2) Note that the play incorporates modern song and dance, and note how drastically the language style differs between the songs and the play’s dialogue. Why do you think Churchill incorporated modern music, dress, and language in this jarring, disruptive, and seemingly incongruous manner? What do the songs reveal about the play’s themes and/or messages, and what does the play reveal about the songs?

Poe: “The Purloined Letter” 1) Why does everyone in the story seem so uninterested in what the letter actually contains? Why is the actual object of desire and power, as well as initiator of the plot, essentially devoid of content? What might the letter, as an empty signifier, symbolize in Poe’s portrayal of power struggles and the search for answers?
2) What kind of practical advice does the story seem to offer about reason, logic, and emotion? Does it really seem to be recommending the approach of a combined poet and mathematician, and what is the meaning and significance of such an approach for successfully identifying with other people—their habits, motives, behavioral patterns—and solving mysteries?
3) Who is the narrator? Why do you think Poe made the choice to relate this story through the lens of a nameless character, a person about whom we know very little? How truthful is the narrator? At what moments in the story might he seem less than truthful? From what motivations does he appear to be operating? Moreover, what is the significance of Poe’s decision to present the story as layers of personal narratives, given that the plot consists of multiple characters—the primary narrator, Dupin, and the Prefect—who each provide snippets of stories to create a completed tale of mystery and revelation?

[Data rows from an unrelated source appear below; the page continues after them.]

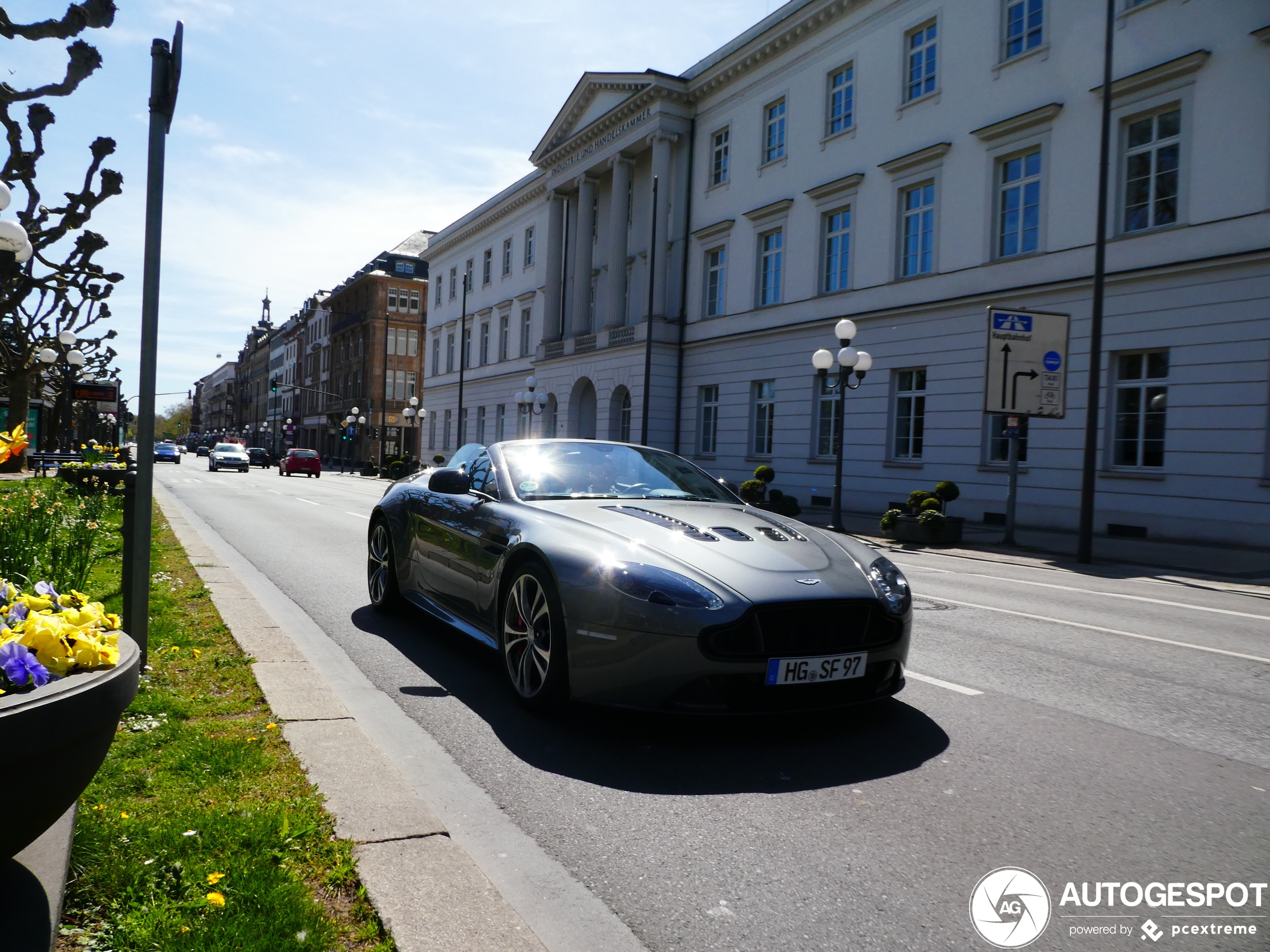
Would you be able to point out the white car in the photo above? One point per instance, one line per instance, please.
(228, 456)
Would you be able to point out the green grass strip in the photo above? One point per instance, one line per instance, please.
(201, 832)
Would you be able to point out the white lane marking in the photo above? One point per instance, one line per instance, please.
(1109, 631)
(939, 683)
(1095, 592)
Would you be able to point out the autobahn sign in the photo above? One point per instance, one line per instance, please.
(1026, 366)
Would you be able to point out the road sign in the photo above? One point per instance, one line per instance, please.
(1026, 366)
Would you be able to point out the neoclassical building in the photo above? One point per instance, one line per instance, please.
(906, 164)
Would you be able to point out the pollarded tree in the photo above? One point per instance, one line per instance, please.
(48, 282)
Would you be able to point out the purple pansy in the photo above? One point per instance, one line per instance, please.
(20, 666)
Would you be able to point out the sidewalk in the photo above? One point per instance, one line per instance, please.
(1057, 549)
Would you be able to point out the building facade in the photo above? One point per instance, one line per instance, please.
(906, 165)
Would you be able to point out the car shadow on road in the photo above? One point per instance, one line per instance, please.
(660, 753)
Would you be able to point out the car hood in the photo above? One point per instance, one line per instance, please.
(772, 564)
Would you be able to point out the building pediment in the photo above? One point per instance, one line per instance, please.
(600, 102)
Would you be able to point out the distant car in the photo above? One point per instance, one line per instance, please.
(305, 461)
(167, 454)
(228, 456)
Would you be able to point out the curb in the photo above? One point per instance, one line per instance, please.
(442, 865)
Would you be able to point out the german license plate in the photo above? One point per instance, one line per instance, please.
(812, 671)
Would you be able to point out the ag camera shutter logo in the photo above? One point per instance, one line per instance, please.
(1010, 908)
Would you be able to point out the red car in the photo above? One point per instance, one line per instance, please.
(305, 461)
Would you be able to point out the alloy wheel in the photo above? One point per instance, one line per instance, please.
(528, 635)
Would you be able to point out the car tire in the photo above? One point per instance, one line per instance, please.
(532, 639)
(382, 579)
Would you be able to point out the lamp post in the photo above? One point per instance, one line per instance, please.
(531, 405)
(848, 360)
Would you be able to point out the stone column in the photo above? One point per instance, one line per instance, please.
(619, 233)
(661, 142)
(553, 292)
(584, 257)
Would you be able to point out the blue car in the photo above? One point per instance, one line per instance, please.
(167, 454)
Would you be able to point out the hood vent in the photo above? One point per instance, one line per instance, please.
(666, 522)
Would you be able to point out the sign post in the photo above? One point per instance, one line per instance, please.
(1026, 376)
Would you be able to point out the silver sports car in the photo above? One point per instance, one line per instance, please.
(626, 575)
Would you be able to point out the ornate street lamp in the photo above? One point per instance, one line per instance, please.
(848, 360)
(531, 405)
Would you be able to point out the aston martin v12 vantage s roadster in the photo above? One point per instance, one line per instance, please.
(626, 575)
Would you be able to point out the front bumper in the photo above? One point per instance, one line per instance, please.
(671, 673)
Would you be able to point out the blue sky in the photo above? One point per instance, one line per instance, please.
(312, 136)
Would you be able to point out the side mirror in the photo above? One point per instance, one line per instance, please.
(454, 483)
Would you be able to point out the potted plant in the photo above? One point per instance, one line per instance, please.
(66, 675)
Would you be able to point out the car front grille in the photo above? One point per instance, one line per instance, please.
(800, 629)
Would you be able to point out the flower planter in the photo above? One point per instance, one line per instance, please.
(908, 528)
(59, 737)
(97, 479)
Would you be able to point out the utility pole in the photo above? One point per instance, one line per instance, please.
(164, 81)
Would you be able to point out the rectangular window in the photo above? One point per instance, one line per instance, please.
(838, 250)
(1019, 201)
(1141, 405)
(719, 156)
(828, 418)
(709, 421)
(921, 62)
(770, 268)
(998, 445)
(910, 414)
(774, 137)
(716, 277)
(841, 99)
(765, 417)
(1152, 160)
(918, 227)
(1024, 26)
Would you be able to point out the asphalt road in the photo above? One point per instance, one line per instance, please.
(1120, 733)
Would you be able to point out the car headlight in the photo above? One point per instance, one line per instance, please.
(661, 587)
(890, 586)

4) What role does imagination play in the story? At what point do characters appear to be using (or misusing) their imaginations?

5) What is the nature of the relationship between Dupin and Minister D-? What are their similarities and differences, and what is the significance of these qualities? What might be the significance behind Poe’s pronounced use of the motif of doublings — among characters’ personalities and behaviors, plot devices, and events.